Lundi 28 novembre. A 6h30 il fait 12C et encore très humide. Nous quittons le parking de l’aéroport de bonne heure car nous avons beaucoup de Km aujourd’hui pour rejoindre PK25 à Dakhla. Bienvenue dans le Sahara occidental. Aujourd’hui nous n’aurons donné que 4 fiches de Police.  Nous ferons 523 km, mais plus que les Km, après la ville de Marsa, c’est la monotonie de l’interminable route toute droite  et la dangerosité des poids lourds et cars qui sont le plus fatigants.  Nous circulons entre la mer, inaccessible à cause des falaises, et quelques dunes puis une immensité bien plate. Sur le GPS on note 302km tout droit (pas de ville, pas de rond point, rien). Arrêt déjeuner au pied d’une antenne, Enfin quelque chose dans le paysage.

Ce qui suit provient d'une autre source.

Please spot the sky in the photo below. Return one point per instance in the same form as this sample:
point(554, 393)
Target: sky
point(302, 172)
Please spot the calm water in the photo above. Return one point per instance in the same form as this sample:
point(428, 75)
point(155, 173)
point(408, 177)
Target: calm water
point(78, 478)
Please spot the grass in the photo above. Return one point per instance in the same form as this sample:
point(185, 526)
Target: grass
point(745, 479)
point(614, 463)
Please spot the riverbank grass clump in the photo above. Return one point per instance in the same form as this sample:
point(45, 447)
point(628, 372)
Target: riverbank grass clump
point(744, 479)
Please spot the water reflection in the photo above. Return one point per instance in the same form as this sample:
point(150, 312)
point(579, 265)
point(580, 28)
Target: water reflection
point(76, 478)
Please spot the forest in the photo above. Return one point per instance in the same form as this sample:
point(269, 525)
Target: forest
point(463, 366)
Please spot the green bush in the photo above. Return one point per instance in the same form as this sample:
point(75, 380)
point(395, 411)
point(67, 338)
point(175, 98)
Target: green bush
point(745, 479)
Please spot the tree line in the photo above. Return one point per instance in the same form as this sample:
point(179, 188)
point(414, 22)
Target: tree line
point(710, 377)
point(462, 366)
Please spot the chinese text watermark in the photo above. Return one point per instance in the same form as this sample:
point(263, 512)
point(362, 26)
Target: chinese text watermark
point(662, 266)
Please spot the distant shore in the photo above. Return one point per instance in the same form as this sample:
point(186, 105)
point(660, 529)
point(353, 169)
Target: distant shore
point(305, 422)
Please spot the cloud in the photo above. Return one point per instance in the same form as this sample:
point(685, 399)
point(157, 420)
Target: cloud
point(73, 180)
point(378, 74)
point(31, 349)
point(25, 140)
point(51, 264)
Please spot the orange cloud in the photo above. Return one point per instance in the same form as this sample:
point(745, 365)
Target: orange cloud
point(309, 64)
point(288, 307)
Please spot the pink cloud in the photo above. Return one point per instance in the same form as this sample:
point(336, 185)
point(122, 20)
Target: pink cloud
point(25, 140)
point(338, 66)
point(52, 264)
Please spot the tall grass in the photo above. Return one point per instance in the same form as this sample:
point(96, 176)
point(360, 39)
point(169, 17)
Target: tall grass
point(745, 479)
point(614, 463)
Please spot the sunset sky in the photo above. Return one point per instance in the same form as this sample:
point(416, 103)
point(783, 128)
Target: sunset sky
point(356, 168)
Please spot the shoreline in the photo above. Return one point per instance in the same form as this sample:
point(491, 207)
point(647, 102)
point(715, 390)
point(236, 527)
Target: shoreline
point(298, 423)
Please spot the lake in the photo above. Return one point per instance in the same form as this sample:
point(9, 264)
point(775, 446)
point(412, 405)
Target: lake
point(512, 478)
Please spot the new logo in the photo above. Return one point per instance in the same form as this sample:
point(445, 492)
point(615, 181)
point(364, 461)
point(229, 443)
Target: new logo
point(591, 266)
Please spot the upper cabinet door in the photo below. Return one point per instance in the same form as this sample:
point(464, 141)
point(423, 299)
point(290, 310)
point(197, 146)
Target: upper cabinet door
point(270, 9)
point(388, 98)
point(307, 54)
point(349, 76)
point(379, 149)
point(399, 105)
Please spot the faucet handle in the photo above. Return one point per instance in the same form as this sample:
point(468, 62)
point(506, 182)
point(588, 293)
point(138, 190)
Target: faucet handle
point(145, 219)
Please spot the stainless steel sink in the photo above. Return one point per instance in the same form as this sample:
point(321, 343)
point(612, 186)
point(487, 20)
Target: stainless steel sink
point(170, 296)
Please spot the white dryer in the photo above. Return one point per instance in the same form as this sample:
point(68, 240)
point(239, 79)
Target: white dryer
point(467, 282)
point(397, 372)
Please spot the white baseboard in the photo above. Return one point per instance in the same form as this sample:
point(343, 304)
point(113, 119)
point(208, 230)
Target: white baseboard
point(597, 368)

On arrive (enfin) au PK25, 25 km avant Dakhla. Parking autorisé et gratuit où quelques campings-cars sont installés là pour de nombreux mois. Nous y rencontrons trois jeunes en partance pour la Mauritanie et un couple d’Irlandais, rencontré sur le ferry à Algéciras. Mardi 29 novembre, Woki a droit à une vidange et des filtres tout neuf. Il va pouvoir nous conduire sans problème plus loin. Dakhla est une jolie ville, avec de beaux et bons restos. La ville est surtout connue surtout pour ses spots de sports nautiques à l’échelle mondiale.  Cette ancienne colonie espagnole est le paradis des surfeurs. Dakhla se trouve sur une étroite péninsule : la péninsule du Rio de Oro et est située à une trentaine de kilomètres au nord du tropique du Cancer,

Mais nous découvrons un autre monde, vers l’extrémité de la pointe sud de cette langue de terre entre océan et lagune. Le village de  pêcheurs de Lassarga. Des centaines, des milliers de petits bateaux de pêches sur le sable. Des cabanons entassés laissent entrevoir la difficulté et la rudesse de la vie des habitants ici. C’est le pays des Land Rover, qui circulent avec des moteurs de barque ou des hommes dans le plateau arrière.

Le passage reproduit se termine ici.